L’ouvrage réunit finalement trois générations européennes.
D’abord celle du personnage dont on suit la vie avec passion, né en 1478 et mort en 1554.
Puis celle de l’auteur, une intellectuelle allemande née en 1890 et morte en 1981, révélée à la violence nationaliste au cours de la Première Guerre Mondiale. Mais elle est aussi révélée à son statut de femme, femmes à qui sont refusées les entrées universitaires, puis révélée à son statut de Juive à l’approche de la Seconde Guerre Mondiale, exilée enfin, pour une part de sa vie aux Etats-Unis.
Elle devient la biographe acharnée et fascinante dans son style comme dans ses connaissances, de femmes juives mais aussi de Madame de Staël et de cet « Avocat des Juifs », mais elle est également l’auteur du « Juif de Cour au temps de l’Absolutisme » et de « l’Etat prussien et les Juifs ».
Et enfin la génération la plus proche, celle des traducteurs et préfaciers, Freddy Raphaël universitaire sociologue strasbourgeois et Monique Ebstein,interprète auprès des institutions européennes. Une génération qui a vécu le drame de l’Europe nazie dans sa prime enfance et participé à la construction d’un rêve européen dans lequel le cauchemar de l’antisémitisme ne cesse de faire retour dans l’actualité et dans les faits divers.
J’ai déjà cité certains textes de Freddy Raphaël, en particulier à propos du Pont de l’Europe, et j’avais eu le plaisir d’accueillir les deux « auteurs » - on peut vraiment dire co-auteurs dans ce cas - il y a deux and à l’Institut à Luxembourg, à l’occasion d’une des réunions de ce petit groupe qui s’occupe du patrimoine juif dans la Grande Région.

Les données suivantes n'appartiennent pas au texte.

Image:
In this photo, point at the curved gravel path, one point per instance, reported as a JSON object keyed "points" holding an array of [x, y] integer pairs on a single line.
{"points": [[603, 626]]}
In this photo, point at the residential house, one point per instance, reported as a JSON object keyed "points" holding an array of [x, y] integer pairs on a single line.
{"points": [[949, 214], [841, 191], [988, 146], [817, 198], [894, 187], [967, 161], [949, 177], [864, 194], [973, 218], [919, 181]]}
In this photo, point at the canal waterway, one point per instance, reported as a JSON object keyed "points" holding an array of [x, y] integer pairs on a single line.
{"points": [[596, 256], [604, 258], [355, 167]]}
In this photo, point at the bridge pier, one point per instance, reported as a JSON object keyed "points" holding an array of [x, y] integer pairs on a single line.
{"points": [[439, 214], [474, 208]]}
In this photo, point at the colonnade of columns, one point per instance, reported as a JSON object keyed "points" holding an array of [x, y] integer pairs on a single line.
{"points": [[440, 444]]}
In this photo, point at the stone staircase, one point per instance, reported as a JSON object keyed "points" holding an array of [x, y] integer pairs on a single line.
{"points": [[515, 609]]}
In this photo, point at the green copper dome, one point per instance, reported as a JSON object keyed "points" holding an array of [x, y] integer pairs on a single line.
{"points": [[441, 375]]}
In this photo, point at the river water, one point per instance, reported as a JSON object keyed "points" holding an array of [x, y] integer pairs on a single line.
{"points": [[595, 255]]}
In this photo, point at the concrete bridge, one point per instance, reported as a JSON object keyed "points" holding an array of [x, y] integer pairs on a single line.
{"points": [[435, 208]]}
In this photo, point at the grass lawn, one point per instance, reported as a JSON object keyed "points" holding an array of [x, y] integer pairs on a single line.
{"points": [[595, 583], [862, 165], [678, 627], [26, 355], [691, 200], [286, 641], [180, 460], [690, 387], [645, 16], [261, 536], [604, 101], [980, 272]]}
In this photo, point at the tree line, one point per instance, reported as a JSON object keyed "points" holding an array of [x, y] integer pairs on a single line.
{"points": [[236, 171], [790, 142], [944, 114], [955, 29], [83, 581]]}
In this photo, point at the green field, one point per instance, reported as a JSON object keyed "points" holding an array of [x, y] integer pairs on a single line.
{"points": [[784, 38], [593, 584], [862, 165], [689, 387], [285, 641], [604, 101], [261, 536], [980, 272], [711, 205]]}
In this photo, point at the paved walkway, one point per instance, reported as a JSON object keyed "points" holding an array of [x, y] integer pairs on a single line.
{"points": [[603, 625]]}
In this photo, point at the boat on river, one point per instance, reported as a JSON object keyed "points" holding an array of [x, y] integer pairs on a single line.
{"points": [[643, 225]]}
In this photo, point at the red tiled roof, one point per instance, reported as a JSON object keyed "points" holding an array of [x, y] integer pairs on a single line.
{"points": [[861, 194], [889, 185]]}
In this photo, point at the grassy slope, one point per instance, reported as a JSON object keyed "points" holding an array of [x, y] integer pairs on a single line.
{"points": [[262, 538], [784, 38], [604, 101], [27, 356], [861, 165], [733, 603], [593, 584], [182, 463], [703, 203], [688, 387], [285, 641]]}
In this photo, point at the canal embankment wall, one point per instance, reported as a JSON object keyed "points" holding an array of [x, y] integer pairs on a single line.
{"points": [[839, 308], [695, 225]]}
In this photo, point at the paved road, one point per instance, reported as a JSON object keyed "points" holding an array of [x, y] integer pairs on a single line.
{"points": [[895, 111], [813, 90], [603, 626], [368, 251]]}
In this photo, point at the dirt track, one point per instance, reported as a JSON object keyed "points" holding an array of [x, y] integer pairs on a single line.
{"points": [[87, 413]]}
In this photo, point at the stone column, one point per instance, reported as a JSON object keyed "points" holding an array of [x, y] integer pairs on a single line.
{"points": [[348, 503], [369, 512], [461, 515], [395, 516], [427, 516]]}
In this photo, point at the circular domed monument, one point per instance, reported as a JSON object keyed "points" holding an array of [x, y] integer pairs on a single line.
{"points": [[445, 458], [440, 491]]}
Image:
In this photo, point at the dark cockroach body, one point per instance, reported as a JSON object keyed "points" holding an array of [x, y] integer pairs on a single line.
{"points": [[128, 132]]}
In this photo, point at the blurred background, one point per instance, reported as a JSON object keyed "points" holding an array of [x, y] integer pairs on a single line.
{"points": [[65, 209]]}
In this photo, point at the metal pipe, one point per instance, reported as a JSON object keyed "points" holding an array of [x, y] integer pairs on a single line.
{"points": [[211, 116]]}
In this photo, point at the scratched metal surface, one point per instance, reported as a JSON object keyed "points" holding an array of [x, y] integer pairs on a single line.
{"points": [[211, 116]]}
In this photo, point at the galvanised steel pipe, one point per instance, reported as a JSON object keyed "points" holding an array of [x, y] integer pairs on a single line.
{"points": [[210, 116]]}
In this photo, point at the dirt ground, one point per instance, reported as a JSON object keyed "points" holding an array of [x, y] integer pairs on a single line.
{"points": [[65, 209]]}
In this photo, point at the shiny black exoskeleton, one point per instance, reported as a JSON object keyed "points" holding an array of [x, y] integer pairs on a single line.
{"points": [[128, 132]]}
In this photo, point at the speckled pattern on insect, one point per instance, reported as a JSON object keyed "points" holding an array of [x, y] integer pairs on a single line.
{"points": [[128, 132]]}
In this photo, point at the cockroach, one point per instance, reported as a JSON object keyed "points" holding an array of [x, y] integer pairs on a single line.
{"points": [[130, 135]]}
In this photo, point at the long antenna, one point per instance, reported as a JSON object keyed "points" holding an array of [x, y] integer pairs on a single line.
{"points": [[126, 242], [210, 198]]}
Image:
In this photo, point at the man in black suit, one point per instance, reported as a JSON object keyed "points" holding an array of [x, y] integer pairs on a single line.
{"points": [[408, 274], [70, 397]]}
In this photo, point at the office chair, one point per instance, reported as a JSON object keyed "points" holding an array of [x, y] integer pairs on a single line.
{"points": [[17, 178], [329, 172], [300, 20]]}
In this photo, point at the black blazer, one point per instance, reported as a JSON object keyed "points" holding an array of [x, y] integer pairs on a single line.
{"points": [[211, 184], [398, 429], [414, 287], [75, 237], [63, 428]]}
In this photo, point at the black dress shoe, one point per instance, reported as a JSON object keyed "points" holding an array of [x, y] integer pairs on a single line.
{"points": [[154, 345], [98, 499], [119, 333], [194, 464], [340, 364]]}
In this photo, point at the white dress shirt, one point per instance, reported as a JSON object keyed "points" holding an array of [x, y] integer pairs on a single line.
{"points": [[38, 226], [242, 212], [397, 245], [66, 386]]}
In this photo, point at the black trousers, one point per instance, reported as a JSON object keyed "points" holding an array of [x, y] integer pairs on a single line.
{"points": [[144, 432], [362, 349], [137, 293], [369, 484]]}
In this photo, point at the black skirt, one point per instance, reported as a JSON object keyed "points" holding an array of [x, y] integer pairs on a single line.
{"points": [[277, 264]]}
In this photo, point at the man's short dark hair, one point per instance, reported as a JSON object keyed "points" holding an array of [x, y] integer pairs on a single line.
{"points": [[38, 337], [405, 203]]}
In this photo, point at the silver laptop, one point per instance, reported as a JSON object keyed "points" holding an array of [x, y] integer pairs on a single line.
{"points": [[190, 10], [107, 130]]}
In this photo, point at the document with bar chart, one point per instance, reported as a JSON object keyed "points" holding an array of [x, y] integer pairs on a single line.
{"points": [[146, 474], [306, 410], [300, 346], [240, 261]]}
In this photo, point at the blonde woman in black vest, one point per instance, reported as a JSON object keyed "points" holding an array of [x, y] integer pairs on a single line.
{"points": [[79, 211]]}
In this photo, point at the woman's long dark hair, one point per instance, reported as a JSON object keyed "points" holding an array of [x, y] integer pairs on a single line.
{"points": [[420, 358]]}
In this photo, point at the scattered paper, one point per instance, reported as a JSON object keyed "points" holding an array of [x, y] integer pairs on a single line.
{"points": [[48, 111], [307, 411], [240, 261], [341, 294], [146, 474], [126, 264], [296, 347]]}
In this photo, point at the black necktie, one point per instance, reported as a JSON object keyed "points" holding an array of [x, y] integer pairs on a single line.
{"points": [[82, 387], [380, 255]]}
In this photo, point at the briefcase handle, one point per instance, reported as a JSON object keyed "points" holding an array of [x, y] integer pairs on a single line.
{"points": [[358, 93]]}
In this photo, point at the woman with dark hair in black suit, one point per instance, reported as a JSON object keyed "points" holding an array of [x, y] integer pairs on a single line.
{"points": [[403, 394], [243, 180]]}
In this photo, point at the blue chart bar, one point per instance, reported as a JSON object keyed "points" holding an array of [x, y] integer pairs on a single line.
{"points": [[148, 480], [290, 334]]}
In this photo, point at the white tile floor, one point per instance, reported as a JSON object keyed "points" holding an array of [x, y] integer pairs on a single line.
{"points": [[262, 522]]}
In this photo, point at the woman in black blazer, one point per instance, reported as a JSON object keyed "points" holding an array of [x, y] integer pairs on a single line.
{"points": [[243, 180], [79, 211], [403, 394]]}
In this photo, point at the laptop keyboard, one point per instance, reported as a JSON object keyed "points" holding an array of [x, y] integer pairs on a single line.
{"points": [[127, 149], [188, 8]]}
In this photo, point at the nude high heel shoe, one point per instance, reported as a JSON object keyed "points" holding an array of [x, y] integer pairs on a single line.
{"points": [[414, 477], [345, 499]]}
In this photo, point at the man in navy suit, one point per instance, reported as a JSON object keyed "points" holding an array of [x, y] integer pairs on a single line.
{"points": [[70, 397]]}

Il faut acheter ce livre ! Je le dis rarement, mais là, je le dis avec force. Il y aura un Thema sur Arte le 8 février 2009 consacré à ce livre et le replaçant dans son contexte géographique. Mais en attendant cette soirée exceptionnelle, plongez vous dans livre universitaire rigoureux où les sources ont été explorées partout où elles pouvaient l’être, mais dans un récit échevelé qui nous révèle des pans entiers d’une histoire qui nous a faits des Européens et nous conte les récits de voyages diplomatiques qui dépassent un peu l’entendement que l’on a de la diplomatie religieuse et sociale aujourd’hui.
De Yossel, le héro je reparlerai demain.
Selma Stern.L’Avocat des Juifs. Les tribulations de Yossel de Rosheim dans l’Europe de Charles Quint. La Nuée Bleue / DNA, Strasbourg 2008.
Photographies : Freddy Raphaël et Monique Ebstein dédicaçant l’ouvrage. Exposition : Les Juifs et le Judaisme en Alsace. Autour de la représentation de la Synagogue sur le portail de la cathédrale de Strasbourg.